---
title: Disaster Recovery from LiteFS Cloud
layout: docs
nav: litefs
---
<%= partial "/docs/partials/docs/litefs_sunset" %>
The biggest advantage of using LiteFS Cloud is that you have backups
to restore from in case of an unfortunate situation where you lose
all the nodes in your cluster. In this doc, we'll show you how to restore
your cluster from LiteFS Cloud if you've lost all the nodes.
<section class="important icon">
**Important:** You should only follow the steps in this document if you've lost all
nodes of your LiteFS cluster. Otherwise, you can
[restore from a LiteFS Cloud backup](/docs/litefs/cloud-restore).
</section>
## Start your app up with only the primary node
It's simpler to recover a single node, rather than several nodes, so to
start out with, it's best to remove all replica nodes and run just a
primary node. If your app hasn't already restarted before you got here,
just restart it with only the primary node and move on to [the next step](#find-the-correct-cluster-id)!

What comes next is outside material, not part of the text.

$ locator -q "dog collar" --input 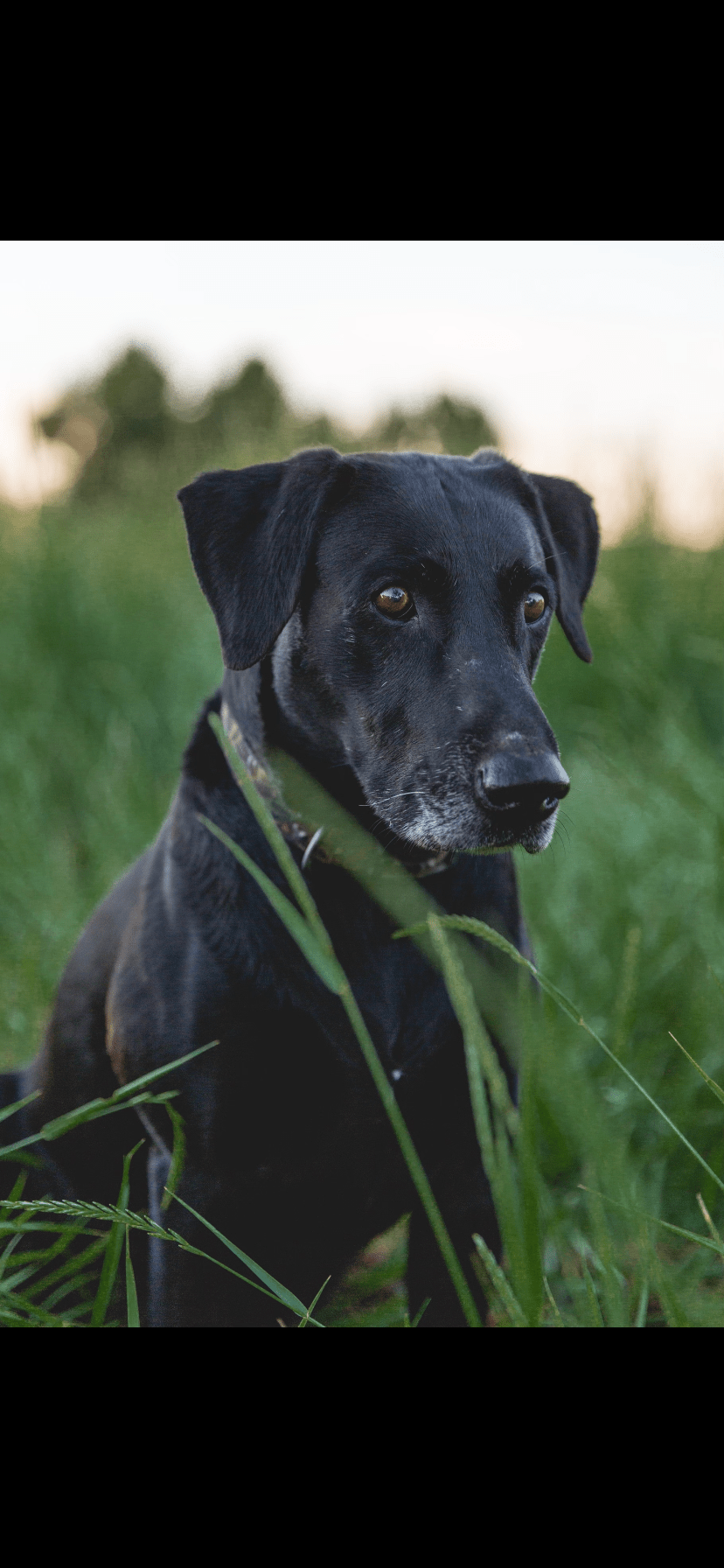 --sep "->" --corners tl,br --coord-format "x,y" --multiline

If your app has already restarted with multiple nodes running, you should temporarily
remove all of the replicas.
If you're running your app on the Fly Platform, you can see the machines running your app with:
```sh
fly status
```
You'll see something like this:
```
Machines
PROCESS ID VERSION REGION STATE ROLE CHECKS LAST UPDATED
app 784e900c2de378 1 ams started primary 2023-07-10T13:05:40Z
app e784e471b39208 1 ord started replica 2023-07-10T13:01:16Z
```
Then destroy each machine that's marked `replica`:
```sh
fly machines destroy e784e471b39208
```
You can re-run `fly status` after you're done, to confirm you only have the primary running.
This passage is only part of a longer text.